By Polyana da Costa • Bankrate.com – May 4, 2011
- Buyers might want seller financing for various valid reasons.
- A seller-funded loan often is quicker than a traditional mortgage.
- Sometimes seller funding is cheap and sometimes the price is steep.
Borrowing from banks may be the most obvious and traditional way of financing a home purchase, but it’s not always your only option.
Many homebuyers aren’t aware that some sellers may be willing to finance the sale of their own home to get a deal done, says Dawn Rickabaugh, a broker and owner-financing consultant in Pasadena, Calif.
“Sometimes all it takes is asking,” Rickabaugh says.
Even in a buyer’s market, seller financing deals aren’t easy to find and aren’t widely advertised.
That’s because many sellers don’t consider the option or don’t know they can offer owner financing until a buyer pops the question.
Buyers opt for seller financing for various reasons. Often it’s because they don’t qualify for a traditional mortgage due to credit problems or because they are self-employed and don’t have sufficient documentation to prove their income. There are also buyers who simply don’t want to go through the hassle of dealing with a bank and investors who want to take advantage of the current housing market but have difficulty obtaining traditional financing.
Advantages of buying an owner-financed home
In a seller-financed transaction there are no closing costs such as loan origination fees, discount points and mortgage insurance premiums.
Because you won’t have to wait for bank approvals, closing can happen much quicker than with traditional financing. The buyer also may be able to negotiate better terms.
“When you’re talking seller financing, the sky is the limit,” says Rickabaugh.
You may find a seller willing to accept 5 percent or 10 percent down and offer zero-interest or low-interest financing for 10 or 30 years. But in many cases, you will come across sellers who charge 7 percent to 10 percent interest and a 20 percent down payment.
It all depends on the particular situations of the buyer and the seller.
Good terms available but harder to find
Sellers who have paid off their home, have been trying to sell for a while and are tired of carrying the costs of property taxes, insurance and maintenance, are your best bet in getting a good deal.
“My friend just bought this property in Missouri for $40,000 with zero interest through seller financing,” Rickabaugh says.
But those don’t fall from the sky.
Seller financing can be expensive
Jeff Gross, a real estate broker and an investor in Gilbert, Ariz., who specializes in seller financing, offers buyers a program that allows them to choose any home for sale and purchase it through seller financing. But that comes at a price.
Gross’ company pays cash for the home the buyer chooses, adds 20 percent to the price paid and resells it to the buyer, who then is required to put a minimum of percent 20 down and pay about 7 percent to 9 percent interest for a seven-year balloon mortgage.
The deal may sound expensive, but “it gives them the opportunity to get the house that they want now and refinance later when they qualify for a loan,” Gross says.
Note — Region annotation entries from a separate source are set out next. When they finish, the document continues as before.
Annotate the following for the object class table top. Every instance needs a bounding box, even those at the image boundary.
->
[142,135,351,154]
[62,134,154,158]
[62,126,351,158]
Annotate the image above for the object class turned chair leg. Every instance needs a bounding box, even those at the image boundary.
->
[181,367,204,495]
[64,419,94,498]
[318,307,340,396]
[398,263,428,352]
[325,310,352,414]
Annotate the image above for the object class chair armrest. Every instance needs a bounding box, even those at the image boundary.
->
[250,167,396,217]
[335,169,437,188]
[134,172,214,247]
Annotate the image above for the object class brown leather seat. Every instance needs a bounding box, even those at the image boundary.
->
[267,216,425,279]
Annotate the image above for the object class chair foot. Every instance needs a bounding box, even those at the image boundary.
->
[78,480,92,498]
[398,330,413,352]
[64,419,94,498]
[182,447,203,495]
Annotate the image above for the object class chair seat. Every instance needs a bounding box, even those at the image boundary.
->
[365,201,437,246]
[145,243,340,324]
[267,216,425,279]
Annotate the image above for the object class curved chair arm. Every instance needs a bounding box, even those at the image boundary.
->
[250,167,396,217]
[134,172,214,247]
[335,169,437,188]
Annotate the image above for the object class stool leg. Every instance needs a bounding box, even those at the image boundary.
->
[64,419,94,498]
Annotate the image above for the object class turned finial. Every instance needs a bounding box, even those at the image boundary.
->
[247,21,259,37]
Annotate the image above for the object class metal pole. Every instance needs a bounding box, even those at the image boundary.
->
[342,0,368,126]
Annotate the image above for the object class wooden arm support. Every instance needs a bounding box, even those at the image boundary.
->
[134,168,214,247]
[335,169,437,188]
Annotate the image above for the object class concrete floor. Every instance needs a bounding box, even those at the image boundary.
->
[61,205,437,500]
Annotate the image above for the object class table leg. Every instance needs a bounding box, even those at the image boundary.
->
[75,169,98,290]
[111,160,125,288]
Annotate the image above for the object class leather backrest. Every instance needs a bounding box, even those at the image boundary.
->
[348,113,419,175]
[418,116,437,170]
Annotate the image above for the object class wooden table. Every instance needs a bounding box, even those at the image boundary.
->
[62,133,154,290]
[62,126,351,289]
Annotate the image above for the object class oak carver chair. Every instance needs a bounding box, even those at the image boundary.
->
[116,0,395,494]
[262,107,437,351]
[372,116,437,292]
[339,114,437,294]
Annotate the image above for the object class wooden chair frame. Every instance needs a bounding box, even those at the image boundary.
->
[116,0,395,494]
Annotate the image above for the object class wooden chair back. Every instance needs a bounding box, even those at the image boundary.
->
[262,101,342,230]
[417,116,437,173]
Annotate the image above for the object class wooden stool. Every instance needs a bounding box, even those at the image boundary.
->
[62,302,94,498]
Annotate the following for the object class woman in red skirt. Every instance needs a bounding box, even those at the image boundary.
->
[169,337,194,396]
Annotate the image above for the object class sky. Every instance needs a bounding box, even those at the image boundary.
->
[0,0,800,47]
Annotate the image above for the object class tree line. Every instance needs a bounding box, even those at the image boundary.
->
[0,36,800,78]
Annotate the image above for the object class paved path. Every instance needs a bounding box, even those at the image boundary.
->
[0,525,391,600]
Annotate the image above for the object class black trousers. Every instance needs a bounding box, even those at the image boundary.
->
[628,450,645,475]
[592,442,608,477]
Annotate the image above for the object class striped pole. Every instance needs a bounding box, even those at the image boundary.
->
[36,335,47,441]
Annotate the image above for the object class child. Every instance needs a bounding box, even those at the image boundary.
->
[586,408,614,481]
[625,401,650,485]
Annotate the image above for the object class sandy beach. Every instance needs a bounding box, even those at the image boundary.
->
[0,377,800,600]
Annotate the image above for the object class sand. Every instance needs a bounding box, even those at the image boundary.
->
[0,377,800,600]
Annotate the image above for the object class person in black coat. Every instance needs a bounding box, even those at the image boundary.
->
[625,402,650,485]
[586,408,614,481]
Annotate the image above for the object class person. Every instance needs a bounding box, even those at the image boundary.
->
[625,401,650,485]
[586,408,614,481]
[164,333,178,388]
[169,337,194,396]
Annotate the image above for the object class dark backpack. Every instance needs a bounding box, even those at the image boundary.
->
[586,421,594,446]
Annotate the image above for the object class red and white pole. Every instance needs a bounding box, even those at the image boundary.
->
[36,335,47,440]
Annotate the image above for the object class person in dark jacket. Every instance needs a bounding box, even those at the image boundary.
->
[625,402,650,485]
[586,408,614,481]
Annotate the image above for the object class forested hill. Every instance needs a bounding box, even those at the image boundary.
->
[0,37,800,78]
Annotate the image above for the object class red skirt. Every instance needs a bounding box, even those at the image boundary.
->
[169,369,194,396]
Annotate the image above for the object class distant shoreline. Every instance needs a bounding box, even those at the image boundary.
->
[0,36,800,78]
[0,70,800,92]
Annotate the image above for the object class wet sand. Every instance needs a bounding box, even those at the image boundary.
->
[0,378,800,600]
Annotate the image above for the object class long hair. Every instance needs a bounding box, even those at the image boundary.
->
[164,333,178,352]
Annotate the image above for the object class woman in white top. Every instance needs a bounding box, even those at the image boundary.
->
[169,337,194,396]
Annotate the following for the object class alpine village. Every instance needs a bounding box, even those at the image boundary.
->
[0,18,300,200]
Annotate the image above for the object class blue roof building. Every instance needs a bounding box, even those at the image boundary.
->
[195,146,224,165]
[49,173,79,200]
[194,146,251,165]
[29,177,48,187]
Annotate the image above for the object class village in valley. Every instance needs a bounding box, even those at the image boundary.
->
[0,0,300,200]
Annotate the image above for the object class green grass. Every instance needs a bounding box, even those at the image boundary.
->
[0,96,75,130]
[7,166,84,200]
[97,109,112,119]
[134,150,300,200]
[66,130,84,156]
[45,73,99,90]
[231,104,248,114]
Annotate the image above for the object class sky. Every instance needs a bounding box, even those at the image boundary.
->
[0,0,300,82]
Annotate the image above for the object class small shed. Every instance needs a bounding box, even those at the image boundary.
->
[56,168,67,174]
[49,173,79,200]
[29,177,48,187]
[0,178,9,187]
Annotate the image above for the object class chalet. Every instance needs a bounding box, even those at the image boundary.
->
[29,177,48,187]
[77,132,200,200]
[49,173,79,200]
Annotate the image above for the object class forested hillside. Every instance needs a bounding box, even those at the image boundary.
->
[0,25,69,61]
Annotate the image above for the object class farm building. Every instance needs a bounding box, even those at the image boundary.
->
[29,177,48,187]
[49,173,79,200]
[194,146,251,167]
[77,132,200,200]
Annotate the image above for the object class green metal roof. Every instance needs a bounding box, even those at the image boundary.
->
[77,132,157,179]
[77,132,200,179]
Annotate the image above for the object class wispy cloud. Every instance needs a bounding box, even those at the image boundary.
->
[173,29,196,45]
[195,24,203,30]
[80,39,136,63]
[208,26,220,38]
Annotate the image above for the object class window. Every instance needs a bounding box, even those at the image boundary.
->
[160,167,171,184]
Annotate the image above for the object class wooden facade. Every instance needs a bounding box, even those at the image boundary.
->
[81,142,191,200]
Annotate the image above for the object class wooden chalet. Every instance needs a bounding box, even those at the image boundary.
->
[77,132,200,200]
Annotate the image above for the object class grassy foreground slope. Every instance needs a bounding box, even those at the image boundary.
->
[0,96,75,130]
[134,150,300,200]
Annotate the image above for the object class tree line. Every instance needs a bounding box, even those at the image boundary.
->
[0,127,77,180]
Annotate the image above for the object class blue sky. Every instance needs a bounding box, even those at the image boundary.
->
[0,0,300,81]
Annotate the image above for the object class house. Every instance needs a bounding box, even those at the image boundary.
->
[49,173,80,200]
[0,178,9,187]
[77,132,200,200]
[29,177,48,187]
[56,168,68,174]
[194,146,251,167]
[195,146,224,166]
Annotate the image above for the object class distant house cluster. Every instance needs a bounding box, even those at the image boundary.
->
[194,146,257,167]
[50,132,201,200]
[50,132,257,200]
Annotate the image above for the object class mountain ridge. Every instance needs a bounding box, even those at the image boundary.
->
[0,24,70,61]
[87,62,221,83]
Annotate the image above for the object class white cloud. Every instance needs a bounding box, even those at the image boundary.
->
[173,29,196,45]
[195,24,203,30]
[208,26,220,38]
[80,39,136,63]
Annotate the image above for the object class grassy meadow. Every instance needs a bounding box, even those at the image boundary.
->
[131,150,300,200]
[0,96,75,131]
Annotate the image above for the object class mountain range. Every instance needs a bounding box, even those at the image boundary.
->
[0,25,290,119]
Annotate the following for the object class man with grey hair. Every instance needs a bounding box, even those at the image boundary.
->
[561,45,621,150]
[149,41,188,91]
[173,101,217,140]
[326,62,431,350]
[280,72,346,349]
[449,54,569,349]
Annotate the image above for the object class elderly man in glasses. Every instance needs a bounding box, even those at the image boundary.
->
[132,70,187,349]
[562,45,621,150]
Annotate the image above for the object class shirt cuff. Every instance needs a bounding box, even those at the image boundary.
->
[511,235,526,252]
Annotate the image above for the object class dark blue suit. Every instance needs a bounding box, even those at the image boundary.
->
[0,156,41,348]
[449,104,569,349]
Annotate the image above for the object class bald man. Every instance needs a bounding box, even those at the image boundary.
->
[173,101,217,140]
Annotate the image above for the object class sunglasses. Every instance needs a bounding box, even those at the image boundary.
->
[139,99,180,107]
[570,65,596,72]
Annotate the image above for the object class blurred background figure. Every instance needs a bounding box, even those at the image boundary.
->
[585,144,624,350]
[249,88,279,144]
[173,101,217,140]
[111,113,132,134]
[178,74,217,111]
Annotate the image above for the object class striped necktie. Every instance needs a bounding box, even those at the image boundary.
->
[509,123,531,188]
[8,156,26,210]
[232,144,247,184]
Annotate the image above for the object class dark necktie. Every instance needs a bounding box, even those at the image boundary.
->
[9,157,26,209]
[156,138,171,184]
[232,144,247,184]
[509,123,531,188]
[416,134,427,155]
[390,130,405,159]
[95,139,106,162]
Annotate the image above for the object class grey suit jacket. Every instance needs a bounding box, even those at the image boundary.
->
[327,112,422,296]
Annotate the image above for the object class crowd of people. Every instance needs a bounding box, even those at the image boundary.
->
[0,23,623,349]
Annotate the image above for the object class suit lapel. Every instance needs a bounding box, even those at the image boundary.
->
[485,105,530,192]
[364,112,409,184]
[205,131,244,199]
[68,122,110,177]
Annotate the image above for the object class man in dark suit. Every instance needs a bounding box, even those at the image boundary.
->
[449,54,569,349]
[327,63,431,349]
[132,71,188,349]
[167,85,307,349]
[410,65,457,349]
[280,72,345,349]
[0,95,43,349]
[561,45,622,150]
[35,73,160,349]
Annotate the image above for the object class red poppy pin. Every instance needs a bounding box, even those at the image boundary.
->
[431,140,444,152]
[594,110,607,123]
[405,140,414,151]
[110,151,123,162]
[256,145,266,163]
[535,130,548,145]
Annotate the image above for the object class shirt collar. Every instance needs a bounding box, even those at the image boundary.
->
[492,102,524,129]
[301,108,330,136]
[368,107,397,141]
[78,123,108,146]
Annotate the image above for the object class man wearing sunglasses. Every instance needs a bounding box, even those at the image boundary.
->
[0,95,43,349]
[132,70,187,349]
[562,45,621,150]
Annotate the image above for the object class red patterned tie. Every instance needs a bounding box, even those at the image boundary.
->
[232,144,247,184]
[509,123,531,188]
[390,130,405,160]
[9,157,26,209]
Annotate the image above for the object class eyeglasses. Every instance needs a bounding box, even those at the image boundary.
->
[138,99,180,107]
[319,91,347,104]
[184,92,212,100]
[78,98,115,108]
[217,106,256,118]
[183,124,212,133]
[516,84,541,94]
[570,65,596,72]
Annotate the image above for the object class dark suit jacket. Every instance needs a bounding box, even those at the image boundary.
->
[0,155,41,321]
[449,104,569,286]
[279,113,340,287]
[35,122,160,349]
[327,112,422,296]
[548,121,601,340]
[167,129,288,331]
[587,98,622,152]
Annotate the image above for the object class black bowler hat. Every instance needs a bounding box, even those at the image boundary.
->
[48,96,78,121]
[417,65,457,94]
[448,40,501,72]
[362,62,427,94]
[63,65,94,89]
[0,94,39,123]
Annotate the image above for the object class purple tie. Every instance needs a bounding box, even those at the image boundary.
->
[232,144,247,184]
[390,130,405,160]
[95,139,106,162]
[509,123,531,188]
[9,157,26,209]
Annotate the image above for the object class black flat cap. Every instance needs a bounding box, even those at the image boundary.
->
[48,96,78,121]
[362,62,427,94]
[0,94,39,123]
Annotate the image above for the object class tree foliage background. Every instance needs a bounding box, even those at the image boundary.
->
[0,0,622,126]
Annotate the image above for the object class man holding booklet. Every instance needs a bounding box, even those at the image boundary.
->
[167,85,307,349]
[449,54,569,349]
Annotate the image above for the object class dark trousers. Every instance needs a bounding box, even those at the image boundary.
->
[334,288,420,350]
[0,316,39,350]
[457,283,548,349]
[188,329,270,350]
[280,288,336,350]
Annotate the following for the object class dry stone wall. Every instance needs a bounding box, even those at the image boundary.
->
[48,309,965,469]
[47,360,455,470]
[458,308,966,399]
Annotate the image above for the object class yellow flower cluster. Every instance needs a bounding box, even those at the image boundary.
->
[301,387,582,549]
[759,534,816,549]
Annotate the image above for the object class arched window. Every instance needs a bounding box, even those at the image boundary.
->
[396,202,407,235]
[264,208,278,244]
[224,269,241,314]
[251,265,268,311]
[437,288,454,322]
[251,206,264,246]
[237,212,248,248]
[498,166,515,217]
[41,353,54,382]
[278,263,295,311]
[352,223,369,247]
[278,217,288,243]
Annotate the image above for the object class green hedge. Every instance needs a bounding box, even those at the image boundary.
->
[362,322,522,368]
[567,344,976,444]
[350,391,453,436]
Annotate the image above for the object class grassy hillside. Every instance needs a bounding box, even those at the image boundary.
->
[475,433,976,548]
Rickabaugh says interest rates in the 7 percent to 9 percent range are common in the seller financing arena because sellers are taking a risk and want something extra for not being able to cash out on the home right away, as they would in a traditional sale.
The key is to negotiate terms that allow the buyer at least five years before the loan has to be refinanced, says attorney Gaylene Rogers Lonergan in Dallas.
Be wary of homes with mortgages
Before buying a property using seller financing, buyers need to be aware if the seller still has a mortgage on the property, Lonergan says. The title company assisting in the closing should be able to tell you if the property has a clear title, but it’s best to have an attorney involved early in the process.
Owners who still owe a balance on their mortgage can legally sell their properties in most states, Lonergan says, but most mortgage contracts give lenders the option to demand the mortgage be paid in full if the property is sold. It is known as the due-on-sale clause.
Most lenders don’t enforce the clause as long as they get paid every month, but if the lender enforces it and the buyer can’t pay off the mortgage, the buyer could lose the home, Lonergan says.
Some sellers try to get around that by not transferring the title to the new buyer. Instead, the seller takes the buyer’s payment each month and continues to make the payments on the existing mortgage. Seller and buyer sign an agreement that provides the buyer with an equitable interest in the property, but the title isn’t transferred until the loan is paid off.
Lonergan recommends staying away from homes with mortgages, but if you decide to go for it, at least hire a third party, such as a servicing company, to collect your payments and send them directly to the bank.
If the seller defaults on other debts, you would still be at risk. Creditors with judgments against the seller can try to foreclose on the home because legally, the home still belongs to the seller.
“Seller financing can be a great tool, but it has to be done right,” Lonergan says.